I've built two other ARC planes in the past (Ready 2 and the Jupiter), and so enjoyed building such great quality kits that I went for the larger, prettier scale Cessna. RCM&E has already reviewed this plane (last month), so this is only to back it up, or to add my own points.
The kit has only one piece of wood, a rear stab spar; all the rest is ABS plastic or reinforced nylon. As ARC claims, all parts really are precisely cut - extremely impressed.
Actually this isn't quite true - I did have to mod the engine mount, which was too large for the engine (I glued a piece of nylon inside of one of the forks. It seems to work very well). One snag with precision cut plastic parts is that you have to use what's there. A smaller mount won't fit the firewall moulding. One of the greatest plus points re: building, are the instructions. Photos are many and beautifully clear, and the text is written in several languages, including strangely, well-translated English!

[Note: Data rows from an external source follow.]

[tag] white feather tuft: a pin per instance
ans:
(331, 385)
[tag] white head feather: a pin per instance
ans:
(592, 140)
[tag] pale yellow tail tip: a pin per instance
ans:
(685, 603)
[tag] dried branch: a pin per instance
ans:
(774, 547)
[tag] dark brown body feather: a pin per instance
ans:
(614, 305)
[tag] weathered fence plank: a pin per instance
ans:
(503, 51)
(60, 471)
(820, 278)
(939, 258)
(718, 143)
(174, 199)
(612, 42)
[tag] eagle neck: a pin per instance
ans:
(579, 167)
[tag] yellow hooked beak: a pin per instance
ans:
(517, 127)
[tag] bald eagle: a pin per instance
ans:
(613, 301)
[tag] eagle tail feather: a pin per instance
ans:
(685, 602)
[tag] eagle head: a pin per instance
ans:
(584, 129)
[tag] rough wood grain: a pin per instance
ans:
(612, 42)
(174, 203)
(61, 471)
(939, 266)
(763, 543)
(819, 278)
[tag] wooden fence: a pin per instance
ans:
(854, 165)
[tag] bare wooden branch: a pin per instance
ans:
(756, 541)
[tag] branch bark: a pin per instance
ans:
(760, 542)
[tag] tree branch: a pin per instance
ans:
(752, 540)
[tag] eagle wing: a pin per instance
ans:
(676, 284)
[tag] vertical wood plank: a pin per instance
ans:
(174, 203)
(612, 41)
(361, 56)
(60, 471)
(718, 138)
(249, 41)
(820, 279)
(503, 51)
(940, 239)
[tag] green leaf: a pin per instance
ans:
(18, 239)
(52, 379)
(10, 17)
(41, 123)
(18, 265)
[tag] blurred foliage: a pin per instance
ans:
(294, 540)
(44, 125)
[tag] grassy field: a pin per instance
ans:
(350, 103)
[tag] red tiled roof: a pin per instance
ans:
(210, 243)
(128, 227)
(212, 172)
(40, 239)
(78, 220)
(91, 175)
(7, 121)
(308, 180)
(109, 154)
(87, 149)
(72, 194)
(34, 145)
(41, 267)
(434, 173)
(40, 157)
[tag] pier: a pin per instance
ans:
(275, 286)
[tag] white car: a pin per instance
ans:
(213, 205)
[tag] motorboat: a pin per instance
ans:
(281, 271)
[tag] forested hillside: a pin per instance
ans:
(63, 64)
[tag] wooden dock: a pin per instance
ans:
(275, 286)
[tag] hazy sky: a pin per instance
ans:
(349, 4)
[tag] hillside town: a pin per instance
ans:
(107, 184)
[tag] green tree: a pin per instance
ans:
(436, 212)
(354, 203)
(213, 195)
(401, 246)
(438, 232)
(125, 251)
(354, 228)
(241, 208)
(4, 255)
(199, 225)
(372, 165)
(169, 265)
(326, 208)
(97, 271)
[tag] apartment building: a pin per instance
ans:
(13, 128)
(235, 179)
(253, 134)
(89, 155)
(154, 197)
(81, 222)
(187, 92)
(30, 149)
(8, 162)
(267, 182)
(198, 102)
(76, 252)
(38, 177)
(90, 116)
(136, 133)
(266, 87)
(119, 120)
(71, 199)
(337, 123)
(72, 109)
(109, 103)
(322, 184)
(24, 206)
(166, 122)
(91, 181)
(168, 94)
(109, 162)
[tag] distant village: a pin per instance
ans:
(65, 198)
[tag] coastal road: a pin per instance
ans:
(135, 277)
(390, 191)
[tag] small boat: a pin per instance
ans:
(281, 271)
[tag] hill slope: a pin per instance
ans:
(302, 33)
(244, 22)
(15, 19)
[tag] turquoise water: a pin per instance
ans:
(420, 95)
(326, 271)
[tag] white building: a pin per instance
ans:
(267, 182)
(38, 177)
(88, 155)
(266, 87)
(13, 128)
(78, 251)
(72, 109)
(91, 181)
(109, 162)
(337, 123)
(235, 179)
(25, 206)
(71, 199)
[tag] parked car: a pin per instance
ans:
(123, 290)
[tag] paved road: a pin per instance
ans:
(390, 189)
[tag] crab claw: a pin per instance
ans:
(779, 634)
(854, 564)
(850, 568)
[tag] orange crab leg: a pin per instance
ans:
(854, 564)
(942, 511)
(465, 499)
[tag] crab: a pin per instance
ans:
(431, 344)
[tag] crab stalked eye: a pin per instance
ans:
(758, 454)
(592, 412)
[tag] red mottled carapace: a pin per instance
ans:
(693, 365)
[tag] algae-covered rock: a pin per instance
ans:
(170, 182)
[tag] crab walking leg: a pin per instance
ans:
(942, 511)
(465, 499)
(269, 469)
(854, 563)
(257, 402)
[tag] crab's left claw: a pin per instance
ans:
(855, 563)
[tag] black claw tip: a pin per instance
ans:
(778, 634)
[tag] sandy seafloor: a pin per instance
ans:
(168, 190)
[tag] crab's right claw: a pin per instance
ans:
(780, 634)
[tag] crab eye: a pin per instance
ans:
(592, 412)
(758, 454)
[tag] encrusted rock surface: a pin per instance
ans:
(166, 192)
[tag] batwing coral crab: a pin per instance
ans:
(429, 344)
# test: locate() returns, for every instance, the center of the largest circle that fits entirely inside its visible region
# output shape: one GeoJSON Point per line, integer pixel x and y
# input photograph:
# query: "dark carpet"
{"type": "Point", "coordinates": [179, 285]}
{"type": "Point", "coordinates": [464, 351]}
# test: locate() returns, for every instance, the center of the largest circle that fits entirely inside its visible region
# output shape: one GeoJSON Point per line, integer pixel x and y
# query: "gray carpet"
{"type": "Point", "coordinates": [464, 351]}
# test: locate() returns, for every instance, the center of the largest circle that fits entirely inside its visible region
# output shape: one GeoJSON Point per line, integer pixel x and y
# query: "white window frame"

There is one area where I would deviate from them though. This is the material recommended for bonding ABS plastic parts, like the bulkheads and firewall. Epoxy or cyano is recommended. I definitely wouldn't use epoxy - it won't take to plastic like it does to balsa, even if surfaces are well roughened. I only used it for sealing the firewall, after it had been glued. Cyano is OK, but Plastiweld is what you really want. It's a clear liquid, painted on with a brush, and works like a cement - lightly dissolving the met surfaces and welding them together. There's no way that firewall is going to move! Plastiweld doesn't take to reinforced nylon however. Cyano works well here.
The fuz has a cut out designed to allow large two stroke silencers to be used. If using a four stroke, a fairing is supplied to fit over the cut out - very nice and neat. Only thing is, if you cut it away slightly to allow silencer access, it leaves a whopping great hole to fill up with oil, etc. In my case the hole was too big to fill in with epoxy, so I covered it with masking tape and epoxied over that. (Nice to see I'm one up on RCM&E - they left theirs with a thumping big hole)!
Running the engine in the workshop revealed a serious problem. The fuel tank is supported at the front through a hole in the firewall, separated and insulated by a ring of silicone. This is fine. At the back though, it's supported by a nylon saddle, and directly glued to the fuz. The saddle is an exact fit to the tank, so using foam for insulation is not an option. Therefore the vibes from the engine slosh up the fuel when half-full, causing air bubbles to shoot up the line and cutting of the engine.
This was no good so instead; I packed the void around the tank with foam, wrapped the saddle in foam, then glued the saddle plus foam aft of the tank to stop it moving backwards. This has solved the problem.
What Did I Think?
I was worried that the .52 four-stroke engine might struggle, so a mate at the club (much better pilot than me) took it off for its maiden flight. It needed the whole strip length to get off, and needed full up elevator. Once under way however, it climbed very well. Cruising hands off is no problem (even for me!), but need full up trim to stay level.
I have since discovered that the C of G, although correct as per instructions, is probably too far forward. The instructions state 75mm aft of the leading edge, which is 29% of the mean chord. I have moved this aft to 33% by moving the battery, so this might correct the forward balance bias - but I have yet to fly in this configuration!
My favourite way of attaching the aerial is with a brass 'S' hook is butt jointed to the fin with cyano. This is a weak joint, so when you hang it in a tree it comes loose, and you don't pull the aerial / fin to bits!
I really like using the small engine in this big plane. Sure, it won't pull long loops or do crazy aerobatics, but that's not what the Cardinal is about. With a well-balanced prop and ali spinner (I use a Top Flite magnetic balancer) it is 'whisper' quiet with a standard silencer, and gets great oohs and aahs from the crowd after low passes!
On full power it is surprisingly quick (fuz and wing are very slippery), but will crawl into landing before a stall on full up elevator. One thing though, weight and slipperiness mean no steep approaches! It takes a while to slow down. I toyed with using flaperons (it's possible to install two aileron servos, which I like), but they are only useful for slowing down a fast approach. Don't use them near stall speed, or it will tip stall, due to the ailerons being of strip type.
I was concerned about the main landing gear being made from reinforced nylon instead of steel, but after several half-landing, half-fall out the skies, they show no sign of breaking.
For the absolute beginner, maybe the Cardinal is a little fast. It doesn't allow as much thinking time as some others. But it is such a sweet flyer, and near bullet proof in construction (I have never ever broken the back end of the Ready, Jupiter or this one despite ruthless provocation), that maybe with buddy box, I would say this is an excellent place for a newcomer to put his cash (£100 - £120).
bugbears? Well, Ripmax is the distributor, so at the moment, unless your
shop has it in stock, your gonna wait a loooooong time for it to arrive.
And the fuel tank support system is rubbish. But that's it. I love this
plane, the best ton I have ever spent!